En Liner Legal, nos centramos en ayudarte a tener una visión global de la situación. Entendemos cómo evalúa la Seguridad Social las solicitudes y sabemos qué es lo que buscan cuando revisan tu historial médico, tu historial laboral y tus limitaciones en el día a día. Trabajamos contigo para recopilar las pruebas adecuadas, organizar tu documentación y asegurarnos de que tu solicitud presente un relato claro y coherente.
Si ya te han denegado la solicitud o si te encuentras en pleno proceso de apelación, podemos ayudarte a entender qué puedes esperar y qué hay que cambiar para reforzar tu caso. Esa orientación puede marcar una gran diferencia.
La obesidad puede considerarse una causa de incapacidad cuando se combina con otras afecciones que limitan tu capacidad para trabajar. Y lo más importante: no estás solo en este proceso. Estamos aquí para apoyarte en cada paso del camino.
Unas cuantas preguntas rápidas y te diremos cuál es tu situación, y prepararemos contigo el expediente de discapacidad combinada.
Preguntas Frecuentes
¿Se considera la obesidad una discapacidad?+
La Seguridad Social no suele considerar la obesidad por sí sola como una discapacidad. Lo que más importa es cómo afecta a tu capacidad para desenvolverte y trabajar. Si contribuye a otras afecciones o dificulta tus actividades diarias, se convierte en un elemento importante de tu solicitud.
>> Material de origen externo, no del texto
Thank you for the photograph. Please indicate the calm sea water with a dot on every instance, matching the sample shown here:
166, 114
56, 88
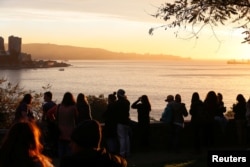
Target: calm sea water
156, 79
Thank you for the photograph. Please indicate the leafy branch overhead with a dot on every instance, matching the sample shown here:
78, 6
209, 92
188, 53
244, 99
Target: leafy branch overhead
199, 13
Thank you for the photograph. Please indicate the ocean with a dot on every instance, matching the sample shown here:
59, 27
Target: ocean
157, 79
¿A partir de qué peso se considera que la obesidad es una discapacidad?+
No existe un peso concreto que dé derecho a una prestación por discapacidad. La Seguridad Social no se basa únicamente en una cifra. En cambio, se centra en cómo tu afección afecta a tu movilidad, tu resistencia y tu capacidad para mantener un horario de trabajo regular.
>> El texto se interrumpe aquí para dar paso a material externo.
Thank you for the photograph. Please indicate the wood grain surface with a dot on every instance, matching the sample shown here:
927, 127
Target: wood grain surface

¿Puede la obesidad por sí sola darme derecho a la prestación por incapacidad (SSDI) sin que exista ninguna otra afección?+
Rara vez. La Seguridad Social eliminó la obesidad como criterio independiente hace años. Resulta más eficaz como parte de una solicitud por discapacidad combinada, en la que la obesidad se suma a afecciones relacionadas como la diabetes, la apnea del sueño, las enfermedades cardíacas o el dolor crónico.
¿Qué afecciones relacionadas con la obesidad pueden hacer que cumpla los requisitos para obtener una prestación por discapacidad?+
Las afecciones que más influyen son la diabetes tipo 2, la apnea del sueño, las enfermedades cardíacas, los problemas articulares y la artritis, el dolor crónico y la hipertensión arterial. Cada una de ellas contribuye al impacto funcional total que evalúa la SSA.
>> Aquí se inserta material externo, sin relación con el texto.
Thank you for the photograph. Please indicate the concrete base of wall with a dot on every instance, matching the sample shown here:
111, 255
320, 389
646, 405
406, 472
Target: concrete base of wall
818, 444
¿Cómo evalúa realmente la Seguridad Social la obesidad en una solicitud de prestación por discapacidad?+
No solo por el peso o el IMC, sino por cómo la obesidad (junto con tus otras afecciones) limita tu movilidad, tu resistencia y tu capacidad para mantener un horario de trabajo a tiempo completo. La RFC es el indicador clave.
¿Qué documentación necesito para solicitar una prestación por discapacidad relacionada con la obesidad?+
Historial médico en el que figuren el diagnóstico, las afecciones relacionadas, las limitaciones funcionales y el tratamiento continuado correspondiente. Las consultas con especialistas y las notas detalladas sobre la resistencia física y las limitaciones cotidianas son las que más peso tienen.
¿Puedo recibir prestaciones por discapacidad por tener sobrepeso?+
El simple hecho de tener sobrepeso no suele ser suficiente. Sin embargo, si tu peso contribuye a otras afecciones o limita tu capacidad para trabajar de forma constante, puede tener un papel importante en tu reclamación.